In the parallelogram ABCD, the angle BAD = 60 degrees. The bisector AT of the angle BAD intersects the side BC
In the parallelogram ABCD, the angle BAD = 60 degrees. The bisector AT of the angle BAD intersects the side BC at point T. It is known that AD = 15 cm, BT = 10 cm. Calculate the lengths of the diagonals of the parallelogram.
Since AT is the bisector of the angle BAD, the triangle ABT is isosceles, AB = BT = 10 cm.

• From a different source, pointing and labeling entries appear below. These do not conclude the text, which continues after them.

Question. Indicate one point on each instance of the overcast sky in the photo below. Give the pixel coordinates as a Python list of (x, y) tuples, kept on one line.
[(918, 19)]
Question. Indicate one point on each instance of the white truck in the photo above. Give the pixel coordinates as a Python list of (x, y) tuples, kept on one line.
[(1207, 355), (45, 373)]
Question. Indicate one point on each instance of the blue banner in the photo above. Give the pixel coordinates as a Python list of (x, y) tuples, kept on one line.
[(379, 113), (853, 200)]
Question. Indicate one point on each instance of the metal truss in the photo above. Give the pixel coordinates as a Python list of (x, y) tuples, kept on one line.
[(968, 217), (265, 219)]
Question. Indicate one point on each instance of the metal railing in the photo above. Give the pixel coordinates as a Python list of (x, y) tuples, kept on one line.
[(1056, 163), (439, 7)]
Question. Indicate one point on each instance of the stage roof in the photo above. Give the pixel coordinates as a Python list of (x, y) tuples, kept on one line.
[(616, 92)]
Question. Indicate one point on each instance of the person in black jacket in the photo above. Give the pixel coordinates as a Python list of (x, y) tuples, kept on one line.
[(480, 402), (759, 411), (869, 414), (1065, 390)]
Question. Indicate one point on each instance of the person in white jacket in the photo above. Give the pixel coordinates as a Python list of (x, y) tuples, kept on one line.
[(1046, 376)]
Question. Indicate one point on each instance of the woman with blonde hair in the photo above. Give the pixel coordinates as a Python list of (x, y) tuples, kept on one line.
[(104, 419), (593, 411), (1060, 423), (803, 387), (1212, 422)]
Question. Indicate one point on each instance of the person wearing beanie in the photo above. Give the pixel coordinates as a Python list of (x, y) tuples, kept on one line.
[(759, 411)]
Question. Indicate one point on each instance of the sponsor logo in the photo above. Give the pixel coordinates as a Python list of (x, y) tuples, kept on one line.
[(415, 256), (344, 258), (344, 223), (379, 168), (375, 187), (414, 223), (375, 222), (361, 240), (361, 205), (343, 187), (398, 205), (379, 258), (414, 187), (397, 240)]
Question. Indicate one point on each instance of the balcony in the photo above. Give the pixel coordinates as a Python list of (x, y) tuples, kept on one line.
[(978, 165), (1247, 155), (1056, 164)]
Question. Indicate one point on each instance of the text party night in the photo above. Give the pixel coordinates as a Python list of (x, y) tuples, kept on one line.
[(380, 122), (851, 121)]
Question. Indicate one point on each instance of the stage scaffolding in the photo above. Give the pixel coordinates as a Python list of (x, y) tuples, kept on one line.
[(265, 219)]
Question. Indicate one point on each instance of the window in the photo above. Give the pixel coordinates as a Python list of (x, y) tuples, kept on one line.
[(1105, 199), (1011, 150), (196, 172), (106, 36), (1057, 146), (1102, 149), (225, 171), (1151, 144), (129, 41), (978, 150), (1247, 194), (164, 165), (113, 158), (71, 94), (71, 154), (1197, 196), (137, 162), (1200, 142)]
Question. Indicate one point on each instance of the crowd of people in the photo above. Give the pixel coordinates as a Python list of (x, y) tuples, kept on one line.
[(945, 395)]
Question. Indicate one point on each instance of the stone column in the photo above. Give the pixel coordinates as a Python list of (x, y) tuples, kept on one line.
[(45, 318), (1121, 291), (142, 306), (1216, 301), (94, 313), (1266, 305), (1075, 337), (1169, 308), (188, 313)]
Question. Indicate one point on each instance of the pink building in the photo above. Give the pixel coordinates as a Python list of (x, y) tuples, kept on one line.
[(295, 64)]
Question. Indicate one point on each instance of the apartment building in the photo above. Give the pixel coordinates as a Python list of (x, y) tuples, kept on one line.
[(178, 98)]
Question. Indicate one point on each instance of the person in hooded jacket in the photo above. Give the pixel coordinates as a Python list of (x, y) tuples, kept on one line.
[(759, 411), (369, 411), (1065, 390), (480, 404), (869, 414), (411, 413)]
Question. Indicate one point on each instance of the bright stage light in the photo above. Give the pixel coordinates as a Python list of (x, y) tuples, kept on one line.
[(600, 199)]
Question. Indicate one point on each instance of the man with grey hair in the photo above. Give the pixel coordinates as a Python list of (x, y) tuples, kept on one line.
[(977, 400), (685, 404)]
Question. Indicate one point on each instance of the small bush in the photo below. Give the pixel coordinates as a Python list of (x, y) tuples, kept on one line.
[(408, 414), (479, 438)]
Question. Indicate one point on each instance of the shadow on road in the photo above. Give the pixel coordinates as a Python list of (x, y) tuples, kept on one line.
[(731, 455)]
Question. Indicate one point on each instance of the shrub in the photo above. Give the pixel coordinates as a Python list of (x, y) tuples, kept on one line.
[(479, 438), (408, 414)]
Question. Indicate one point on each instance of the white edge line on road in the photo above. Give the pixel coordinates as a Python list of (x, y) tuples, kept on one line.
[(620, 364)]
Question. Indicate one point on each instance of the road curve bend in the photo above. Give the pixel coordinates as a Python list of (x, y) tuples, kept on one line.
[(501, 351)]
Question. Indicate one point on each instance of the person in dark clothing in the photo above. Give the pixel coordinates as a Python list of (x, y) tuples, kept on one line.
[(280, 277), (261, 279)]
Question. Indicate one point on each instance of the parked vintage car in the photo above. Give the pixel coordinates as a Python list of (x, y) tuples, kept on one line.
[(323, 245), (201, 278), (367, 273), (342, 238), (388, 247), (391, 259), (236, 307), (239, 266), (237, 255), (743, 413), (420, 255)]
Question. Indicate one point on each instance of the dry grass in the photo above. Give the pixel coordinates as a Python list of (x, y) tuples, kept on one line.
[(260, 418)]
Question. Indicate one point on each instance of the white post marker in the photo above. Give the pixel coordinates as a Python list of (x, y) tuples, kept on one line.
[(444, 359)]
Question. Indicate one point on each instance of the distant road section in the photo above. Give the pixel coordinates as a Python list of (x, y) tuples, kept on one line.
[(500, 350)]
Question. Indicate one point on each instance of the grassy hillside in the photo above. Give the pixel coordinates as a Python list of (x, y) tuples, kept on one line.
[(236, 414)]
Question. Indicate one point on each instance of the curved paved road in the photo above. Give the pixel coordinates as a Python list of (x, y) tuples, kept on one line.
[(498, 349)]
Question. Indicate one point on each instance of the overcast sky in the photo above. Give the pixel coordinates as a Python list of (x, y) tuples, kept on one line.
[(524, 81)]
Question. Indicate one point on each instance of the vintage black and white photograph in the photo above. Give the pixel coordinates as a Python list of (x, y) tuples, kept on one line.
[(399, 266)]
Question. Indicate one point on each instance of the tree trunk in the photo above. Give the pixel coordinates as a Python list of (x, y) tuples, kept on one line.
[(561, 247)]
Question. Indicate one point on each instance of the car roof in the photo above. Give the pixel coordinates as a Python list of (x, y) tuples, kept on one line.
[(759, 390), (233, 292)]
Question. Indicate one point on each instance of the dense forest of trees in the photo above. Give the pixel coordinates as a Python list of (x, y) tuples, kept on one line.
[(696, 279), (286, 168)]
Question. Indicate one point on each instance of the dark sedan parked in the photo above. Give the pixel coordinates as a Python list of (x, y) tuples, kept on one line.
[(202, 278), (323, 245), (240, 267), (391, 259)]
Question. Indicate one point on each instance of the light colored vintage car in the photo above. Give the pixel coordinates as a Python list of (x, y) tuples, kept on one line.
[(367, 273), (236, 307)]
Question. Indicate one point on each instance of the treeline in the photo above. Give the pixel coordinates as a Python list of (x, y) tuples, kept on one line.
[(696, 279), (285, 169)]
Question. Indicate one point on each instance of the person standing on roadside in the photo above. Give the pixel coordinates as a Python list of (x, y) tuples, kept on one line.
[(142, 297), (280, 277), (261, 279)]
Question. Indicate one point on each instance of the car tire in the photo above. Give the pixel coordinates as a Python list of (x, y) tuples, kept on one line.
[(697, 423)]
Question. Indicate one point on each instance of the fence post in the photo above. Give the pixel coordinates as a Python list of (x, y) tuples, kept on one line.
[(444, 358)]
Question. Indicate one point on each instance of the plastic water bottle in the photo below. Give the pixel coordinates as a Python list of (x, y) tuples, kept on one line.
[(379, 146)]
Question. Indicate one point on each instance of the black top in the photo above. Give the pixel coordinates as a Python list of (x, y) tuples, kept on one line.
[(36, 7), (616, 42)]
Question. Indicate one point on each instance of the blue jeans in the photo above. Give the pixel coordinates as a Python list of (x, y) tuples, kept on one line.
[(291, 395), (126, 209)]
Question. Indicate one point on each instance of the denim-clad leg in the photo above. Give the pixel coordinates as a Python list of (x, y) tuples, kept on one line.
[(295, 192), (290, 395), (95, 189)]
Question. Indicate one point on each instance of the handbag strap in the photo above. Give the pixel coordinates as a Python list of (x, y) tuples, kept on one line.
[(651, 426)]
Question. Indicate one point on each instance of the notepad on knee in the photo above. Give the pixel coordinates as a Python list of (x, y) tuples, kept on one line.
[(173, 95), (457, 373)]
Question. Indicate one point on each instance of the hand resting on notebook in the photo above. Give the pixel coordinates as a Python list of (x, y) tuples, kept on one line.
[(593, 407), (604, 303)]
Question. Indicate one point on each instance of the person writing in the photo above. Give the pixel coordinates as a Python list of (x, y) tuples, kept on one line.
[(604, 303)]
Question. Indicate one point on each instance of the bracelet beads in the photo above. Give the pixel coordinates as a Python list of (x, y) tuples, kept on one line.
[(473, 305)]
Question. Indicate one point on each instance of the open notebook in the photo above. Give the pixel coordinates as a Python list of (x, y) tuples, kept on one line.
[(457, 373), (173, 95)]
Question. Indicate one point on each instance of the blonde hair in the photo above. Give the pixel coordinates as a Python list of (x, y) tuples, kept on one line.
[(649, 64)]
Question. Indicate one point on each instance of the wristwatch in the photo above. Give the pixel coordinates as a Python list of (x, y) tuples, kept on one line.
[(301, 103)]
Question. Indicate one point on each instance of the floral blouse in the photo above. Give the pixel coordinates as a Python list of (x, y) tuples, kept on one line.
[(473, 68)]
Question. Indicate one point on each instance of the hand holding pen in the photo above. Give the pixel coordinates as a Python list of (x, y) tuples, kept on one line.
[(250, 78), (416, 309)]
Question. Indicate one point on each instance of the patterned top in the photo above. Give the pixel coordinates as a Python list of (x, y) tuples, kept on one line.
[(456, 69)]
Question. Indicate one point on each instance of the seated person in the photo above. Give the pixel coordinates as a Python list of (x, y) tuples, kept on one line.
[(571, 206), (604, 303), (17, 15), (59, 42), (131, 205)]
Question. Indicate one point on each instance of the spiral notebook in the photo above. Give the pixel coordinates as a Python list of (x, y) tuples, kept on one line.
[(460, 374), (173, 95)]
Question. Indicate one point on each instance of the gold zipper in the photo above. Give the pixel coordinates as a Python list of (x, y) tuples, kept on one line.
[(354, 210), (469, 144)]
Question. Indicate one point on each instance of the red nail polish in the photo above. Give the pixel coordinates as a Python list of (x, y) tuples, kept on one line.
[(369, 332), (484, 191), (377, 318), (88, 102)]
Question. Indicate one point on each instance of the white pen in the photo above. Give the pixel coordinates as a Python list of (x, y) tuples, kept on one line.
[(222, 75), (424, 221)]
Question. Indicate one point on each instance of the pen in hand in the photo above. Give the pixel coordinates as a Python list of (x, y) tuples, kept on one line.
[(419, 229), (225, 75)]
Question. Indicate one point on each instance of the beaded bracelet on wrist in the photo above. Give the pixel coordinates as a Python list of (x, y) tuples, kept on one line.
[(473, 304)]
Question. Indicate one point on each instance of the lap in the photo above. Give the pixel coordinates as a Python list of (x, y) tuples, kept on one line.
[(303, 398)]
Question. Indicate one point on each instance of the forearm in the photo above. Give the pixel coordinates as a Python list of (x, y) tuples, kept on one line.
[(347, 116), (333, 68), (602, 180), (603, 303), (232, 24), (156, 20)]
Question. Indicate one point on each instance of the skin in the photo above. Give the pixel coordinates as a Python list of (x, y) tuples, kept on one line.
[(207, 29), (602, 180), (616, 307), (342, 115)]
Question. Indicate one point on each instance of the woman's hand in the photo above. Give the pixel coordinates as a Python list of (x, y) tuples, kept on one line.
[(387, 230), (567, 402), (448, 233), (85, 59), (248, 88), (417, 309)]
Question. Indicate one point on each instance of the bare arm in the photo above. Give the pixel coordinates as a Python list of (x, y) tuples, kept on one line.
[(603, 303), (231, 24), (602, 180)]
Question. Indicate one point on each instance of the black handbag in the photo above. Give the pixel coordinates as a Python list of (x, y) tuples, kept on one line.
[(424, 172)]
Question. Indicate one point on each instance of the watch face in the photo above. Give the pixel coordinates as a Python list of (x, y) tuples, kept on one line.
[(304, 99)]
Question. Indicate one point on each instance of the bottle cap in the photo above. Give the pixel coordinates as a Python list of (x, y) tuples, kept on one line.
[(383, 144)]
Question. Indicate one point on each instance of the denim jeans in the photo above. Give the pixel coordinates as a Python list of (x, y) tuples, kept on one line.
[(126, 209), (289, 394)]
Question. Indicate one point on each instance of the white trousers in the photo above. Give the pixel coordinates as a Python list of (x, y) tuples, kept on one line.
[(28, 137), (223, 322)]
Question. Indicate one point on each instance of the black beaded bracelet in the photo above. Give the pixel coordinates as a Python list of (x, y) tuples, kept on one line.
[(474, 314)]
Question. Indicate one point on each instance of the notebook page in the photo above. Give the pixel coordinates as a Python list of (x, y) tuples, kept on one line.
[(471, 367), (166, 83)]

In triangle ABD, by the cosine theorem, we define the length of the diagonal BD.
BD ^ 2 = AB ^ 2 + AD ^ 2 – 2 * AB * AD * Cos60 = 100 + 225 – 2 * 10 * 15 * (1/2) = 325 – 150 = 175.
ВD = 5 * √7 cm.
The sum of the squares of the lengths of the diagonals of a parallelogram is equal to twice the sum of the squares of the lengths of its sides.
AC ^ 2 + BD ^ 2 = 2 * (AB ^ 2 + AD ^ 2).
AC ^ 2 = 2 * (AB ^ 2 + AD ^ 2) – BD ^ 2 = 2 * (100 + 225) – 175 = 650 – 175 = 475.
AC = 5 * √19 cm.
Answer: The lengths of the diagonals are 5 * √7 cm and 5 * √19 cm.